Foto de cuatro diabletes en TeguiseBENITO CABRERA | VA POR EL AIRE

Son variados y complejos los rituales ligados a la festividad del Carnaval. De una parte, la población rural y más alejada de los centros urbanos, posee una serie de tradiciones y ritos que van desde los aspectos gastronómicos hasta la realización de bailes o desfiles especiales. Los celebrados en las ciudades han evolucionado hacia fórmulas latinizadas y abocadas hacia el espectáculo. Estas últimas están cada vez más dirigidas y organizadas desde la administración pública, que programa horarios y dicta disfraz oficial, chocando de plano con la propia esencia de la fiesta, que tiene su razón de ser en la transgresión del orden establecido y la inversión simbólica de roles.

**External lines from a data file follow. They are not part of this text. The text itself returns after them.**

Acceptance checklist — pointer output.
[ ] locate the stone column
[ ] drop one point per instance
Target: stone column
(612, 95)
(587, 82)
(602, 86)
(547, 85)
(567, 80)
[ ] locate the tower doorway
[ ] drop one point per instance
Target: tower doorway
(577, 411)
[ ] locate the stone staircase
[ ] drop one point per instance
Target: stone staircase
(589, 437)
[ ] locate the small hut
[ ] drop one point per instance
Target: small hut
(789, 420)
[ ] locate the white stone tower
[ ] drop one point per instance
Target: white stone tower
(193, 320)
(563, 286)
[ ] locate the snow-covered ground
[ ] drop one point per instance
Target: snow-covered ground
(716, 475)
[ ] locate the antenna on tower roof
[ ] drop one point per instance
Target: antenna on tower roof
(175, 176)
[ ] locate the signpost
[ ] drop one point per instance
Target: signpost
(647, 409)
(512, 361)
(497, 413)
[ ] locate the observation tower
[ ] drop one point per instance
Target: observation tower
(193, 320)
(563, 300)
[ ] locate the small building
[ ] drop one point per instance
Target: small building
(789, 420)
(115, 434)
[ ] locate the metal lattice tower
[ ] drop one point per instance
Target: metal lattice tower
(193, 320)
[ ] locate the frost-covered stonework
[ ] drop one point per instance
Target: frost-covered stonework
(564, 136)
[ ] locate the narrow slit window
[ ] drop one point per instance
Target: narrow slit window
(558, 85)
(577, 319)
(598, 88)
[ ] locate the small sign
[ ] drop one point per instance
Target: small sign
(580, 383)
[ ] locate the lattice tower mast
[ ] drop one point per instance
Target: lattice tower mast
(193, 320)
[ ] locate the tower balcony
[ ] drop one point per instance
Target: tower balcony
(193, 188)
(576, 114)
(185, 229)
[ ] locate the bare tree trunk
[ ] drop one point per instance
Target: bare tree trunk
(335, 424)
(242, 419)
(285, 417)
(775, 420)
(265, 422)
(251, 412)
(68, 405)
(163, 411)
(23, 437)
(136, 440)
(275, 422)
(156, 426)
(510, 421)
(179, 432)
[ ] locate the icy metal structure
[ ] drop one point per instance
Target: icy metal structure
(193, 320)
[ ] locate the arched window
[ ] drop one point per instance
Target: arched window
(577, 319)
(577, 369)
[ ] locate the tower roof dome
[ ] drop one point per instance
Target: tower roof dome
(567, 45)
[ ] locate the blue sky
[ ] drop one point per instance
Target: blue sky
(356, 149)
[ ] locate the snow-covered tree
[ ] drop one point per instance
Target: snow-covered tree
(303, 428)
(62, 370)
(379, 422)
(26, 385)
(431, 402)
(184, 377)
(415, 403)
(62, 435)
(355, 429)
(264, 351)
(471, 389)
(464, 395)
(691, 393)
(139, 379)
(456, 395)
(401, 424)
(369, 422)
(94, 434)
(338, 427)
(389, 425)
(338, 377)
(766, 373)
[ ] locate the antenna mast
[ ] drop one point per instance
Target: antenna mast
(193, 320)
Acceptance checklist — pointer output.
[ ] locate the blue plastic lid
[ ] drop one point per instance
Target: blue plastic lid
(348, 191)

Uno de los ritos más vistosos y extendidos por los ámbitos del carnaval de muchas partes del mundo es el que protagoniza un grupo de diablos. Tilcara, en Argentina; Riosucio, en Colombia; Santiago, en la República Dominicana, son algunas localidades sudamericanas donde diversos grupos diabólicos son los principales protagonistas de la fiesta. También en España encontramos ejemplos, como los llamativos Diablos de Luzón (Guadalajara).

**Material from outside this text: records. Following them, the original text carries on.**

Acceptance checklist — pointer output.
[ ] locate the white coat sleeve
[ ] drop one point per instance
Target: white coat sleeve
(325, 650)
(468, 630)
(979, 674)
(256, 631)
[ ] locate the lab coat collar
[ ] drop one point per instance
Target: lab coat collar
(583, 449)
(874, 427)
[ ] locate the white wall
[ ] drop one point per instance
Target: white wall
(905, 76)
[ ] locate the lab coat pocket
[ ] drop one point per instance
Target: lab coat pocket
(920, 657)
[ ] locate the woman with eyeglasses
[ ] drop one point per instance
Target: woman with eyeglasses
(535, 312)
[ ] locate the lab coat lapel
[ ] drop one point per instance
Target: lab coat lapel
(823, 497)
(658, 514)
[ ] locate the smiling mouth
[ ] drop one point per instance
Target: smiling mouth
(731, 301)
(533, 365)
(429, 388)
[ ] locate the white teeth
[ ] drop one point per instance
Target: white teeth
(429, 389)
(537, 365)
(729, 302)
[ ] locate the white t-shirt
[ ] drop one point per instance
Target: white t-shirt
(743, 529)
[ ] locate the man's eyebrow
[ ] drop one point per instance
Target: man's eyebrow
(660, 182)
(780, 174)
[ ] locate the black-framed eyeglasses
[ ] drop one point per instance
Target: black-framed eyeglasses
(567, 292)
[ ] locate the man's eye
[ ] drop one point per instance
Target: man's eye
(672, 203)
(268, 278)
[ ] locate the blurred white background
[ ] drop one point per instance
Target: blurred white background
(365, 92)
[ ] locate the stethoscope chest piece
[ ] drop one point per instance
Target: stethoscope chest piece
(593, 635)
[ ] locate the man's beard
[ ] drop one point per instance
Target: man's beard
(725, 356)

Los diablos carnavalescos por excelencia de nuestras islas los encontramos en la Villa de Teguise (Lanzarote). Inicialmente estuvieron ligados a la celebración del Corpus Christi, al igual que sus parientes de otras latitudes. Sufrieron una traslación de fecha hacia el carnaval y transformaron parte de su vestuario: las pieles de cabra que los cubrían inicialmente se tornaron en trajes de lona pintada con rombos. La careta ya no es un macho cabrío, sino un toro con sus cuernos y su lengua. Aún así, conservan la raíz, no sólo en sus complementos (esquilas, cencerros, zurrones…), sino por el espíritu catártico que implica asustar, transgredir, hacer correr a los niños por las esquinas empedradas de La Villa. En resumen, simbolizan el sentido primigenio, festivo y esencial del antiguo carnaval.